14. An apparatus for implementing subscription information from a webpage, the apparatus comprising: an identification module, configured to identify, by using a DOM tree of the webpage's document object model, identification information of the network subscription subscribed by the user;

The device of claim 10, wherein the display module comprises: an update module, configured to update the stored URL according to the changed URL;

The device according to claim 10, wherein the device further comprises: a pre-establishment unit, configured to establish a DOM tree of the webpage.

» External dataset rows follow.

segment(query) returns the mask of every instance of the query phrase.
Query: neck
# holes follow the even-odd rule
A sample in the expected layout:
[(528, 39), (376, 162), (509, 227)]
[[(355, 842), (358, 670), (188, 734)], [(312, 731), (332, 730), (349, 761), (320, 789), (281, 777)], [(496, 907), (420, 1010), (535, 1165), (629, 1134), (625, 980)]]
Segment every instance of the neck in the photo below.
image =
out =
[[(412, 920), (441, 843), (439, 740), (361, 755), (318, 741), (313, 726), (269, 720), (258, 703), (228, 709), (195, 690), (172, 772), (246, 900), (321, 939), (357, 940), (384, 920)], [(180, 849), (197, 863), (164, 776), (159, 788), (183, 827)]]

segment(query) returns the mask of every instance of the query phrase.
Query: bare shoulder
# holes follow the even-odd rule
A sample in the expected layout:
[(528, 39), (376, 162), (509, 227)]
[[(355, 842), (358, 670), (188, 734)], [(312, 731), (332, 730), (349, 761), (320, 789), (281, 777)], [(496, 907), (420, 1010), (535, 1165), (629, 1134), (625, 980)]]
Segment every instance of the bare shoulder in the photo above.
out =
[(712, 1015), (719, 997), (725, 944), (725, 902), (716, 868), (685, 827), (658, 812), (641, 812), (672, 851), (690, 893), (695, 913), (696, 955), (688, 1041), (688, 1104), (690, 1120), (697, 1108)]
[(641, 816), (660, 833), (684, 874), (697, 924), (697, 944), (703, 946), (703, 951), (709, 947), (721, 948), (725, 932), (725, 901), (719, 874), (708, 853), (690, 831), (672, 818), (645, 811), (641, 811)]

The device of claim 14, wherein the identifier module comprises: a first obtaining unit, configured to obtain, from a DOM tree of the webpage, the first one of the webpage blocks subscribed by the user The serial number of the basic unit block and the webpage block package subscribed by the user The number of basic unit blocks included;

The identifier information includes a sequence number of a first basic unit block in a webpage block subscribed by the user, a number of basic unit blocks included in a webpage block subscribed by the user, a title and a title of the title node. URL.

The device of claim 17, wherein the first obtaining unit comprises:

The apparatus according to claim 17, wherein the second obtaining unit comprises:

The device of claim 17, wherein the first search unit comprises: a first search subunit, configured to search for a title node forward in a DOM tree of the webpage from a node corresponding to a first basic unit block in a webpage block subscribed by the user; From the title node of the search, a title node whose URL of the title node is the same as or similar to the URL prefix is a title node of a webpage block subscribed to by the user, and a title and a title URL in the title node are extracted.

The device of claim 14, wherein the real-time monitoring module comprises:

Establishing a unit, configured to establish a DOM tree of the webpage;

a positioning unit, configured to locate an initial node in the established DOM tree according to the read sequence number of the first basic unit block in the webpage block subscribed by the user;

22. The apparatus of claim 21, wherein the second search unit comprises:

a second search subunit, configured to search for a corresponding title node forward and backward from the initial node in the established DOM tree according to the title and the title URL of the title node;

a third search subunit, configured to continuously search for a node from the title node in the established DOM tree, and the number of searched nodes is related to a basic unit included in a webpage block subscribed by the user The number is the same, wherein the searched node subscribes to the user A node corresponding to each basic unit block included in the web page block.

The device according to claim 14, wherein the device further comprises: a determining module, configured to determine whether there is a webpage block that the user has subscribed to in the webpage, and if yes, use a specific webpage in the webpage The background color shows the subscribed webpage block.